Government-run vaccine units fail to resume supply for immunisation programme
LICENCES of public-sector, vaccine-manufacturing units were restored more than a year ago. But the units are yet to resume supply of vaccines to the Centre’s Universal Immunisation Programme, and it will not happen any time soon if one were to believe activists.
The Central Research Institute (CRI) at Kasauli in Himachal Pradesh, the Pasteur Institute of India (PII) at Conoor in Tamil Nadu and BCG Vaccine Laboratory (BCGVL) at Guindy in Chennai were meeting 80 per cent of the vaccine requirement for the government immunisation programme till 2008—the year the Drugs Controller General of India revoked their licences, citing non-compliance with the good manufacturing practices of WHO (see ‘Get your own vaccine’, Down To Earth, July 15, 2009).
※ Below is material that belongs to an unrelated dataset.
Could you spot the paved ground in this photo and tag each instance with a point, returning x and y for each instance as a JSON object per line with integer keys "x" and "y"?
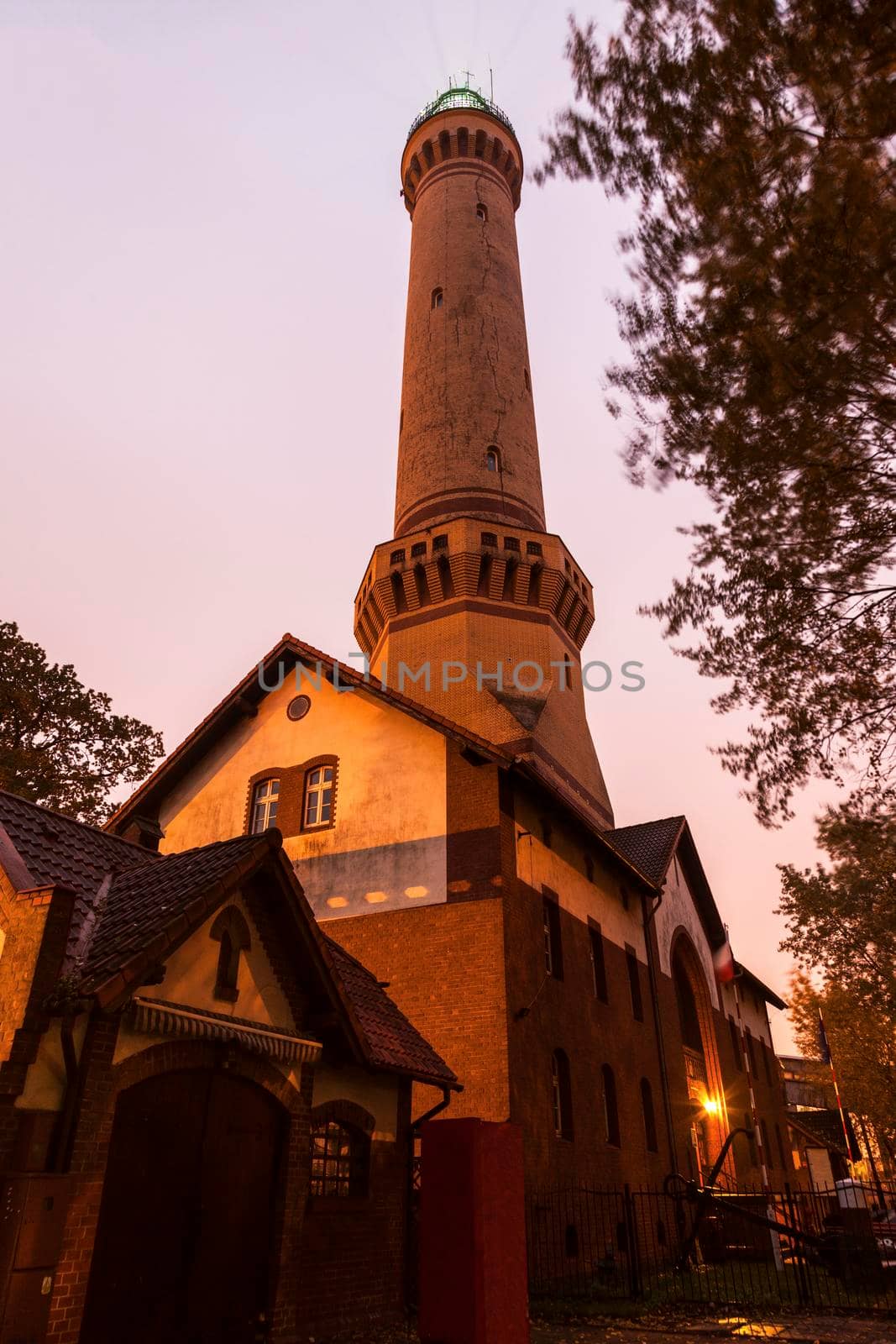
{"x": 792, "y": 1330}
{"x": 829, "y": 1330}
Since then the government has been procuring the vaccines from private companies at higher prices (see ‘Vaccine procurement price’).
While CRI officials said they are resuming supply gradually, Union Minister of State for Health Dinesh Trivedi did not specify when it would be resumed by the other two units. He was replying to a question in Parliament on February 25. When CPI(M) member of Parliament T K Rangarajan visited PII and BCGVL facilities recently, he found the two units had not produced a single dose of vaccine for supply since their licences were restored early last year (see ‘Vaccine units need booster shots’, Down To Earth, April 15, 2010).
Start up problems or conspiracy? When contacted, K N Venkataramana, assistant director of PII, said production had started last year. “But there are some technical glitches. We cannot say when we would be able to supply for the immunisation programme,” he said. Rangarajan explained what these glitches meant. “Funds allotted for reviving PII—about Rs 140 crore—were not utilised properly leading to problems.”
PII had produced 51.2 million vaccine doses of which only 250 cleared quality tests, resulting in loss of Rs 10 crore, said Rangarajan. He alleged that there is a deliberate attempt not to allow the institute to function. For instance, the director of drugs control at Chennai suspended the production of tissue culture anti-rabies vaccine at the institute in December 2010. The suspension was based on an inspection conducted two years before in January 2008 and did not take cognisance of the fact that the facility had been upgraded since then.